Jedziemy na święta. Kabaret Skeczów Męczących z Kielc ma dla nas prezent

Redakcja
Hotel, Australia, a może porodówka? Jakie plany na najbliższy czas ma kielecki Kabaret Skeczów Męczących? Jarek, Karol, Marcin i Michał odpoczną po intensywnym roku, a na sobotę szykują dla nas niespodziankę...

Przede wszystkim rodzinne. Takie będą święta Bożego Narodzenia dla czterech kielczan - Karola Golonki, Marcina Szczurkiewicza, Michała Tercza i Jarka Sadzy z Kabaretu Skeczów Męczących, który z powodzeniem bawi Polaków.

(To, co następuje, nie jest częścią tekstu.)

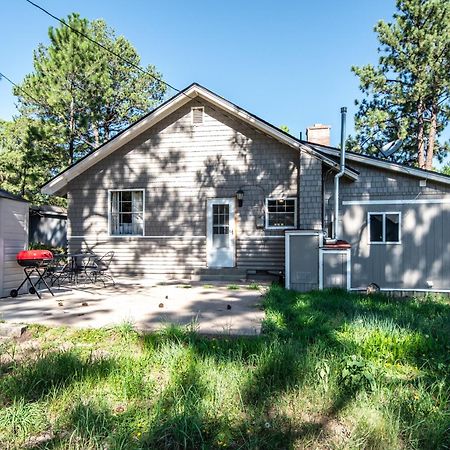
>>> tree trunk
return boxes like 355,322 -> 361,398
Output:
417,101 -> 425,169
69,96 -> 75,164
93,125 -> 100,148
425,106 -> 437,170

Kabaret Skeczów Męczących i goście w Kielcach

W świąteczny klimat wprowadzili swoich fanów w rodzinnym mieście już w minioną sobotę. Podczas dwóch spektakli w Kieleckim Centrum Kultury wraz z kielczaninem Andrzejem Piasecznym i przyjaciółmi reprezentującymi najwyższą półkę polskiej sceny kabaretowej zaprezentowali świąteczny program. Poza wokalistą zaprosili do współpracy Katarzynę Pakosińską, Jerzego Kryszaka, Kabaret Nowaki i Formację Chatelet. Na imprezę Kabaretu Skeczów Męczących przybył komplet publiczności. Widownia szczelnie wypełniła salę podczas obu pokazów. Bilety szybko się rozeszły. Przegapiłeś? Nic straconego! Kabaret Skeczów Męczących przygotował dla nas niespodziankę. - Dla czytelników mamy świąteczny prezent. Wszystko to, co działo się w Kieleckim Centrum Kultury, będą mogli Państwo obejrzeć w najbliższą sobotę o godzinie 20 w Programie Drugim Telewizji Polskiej... - zdradza Karol Golonka.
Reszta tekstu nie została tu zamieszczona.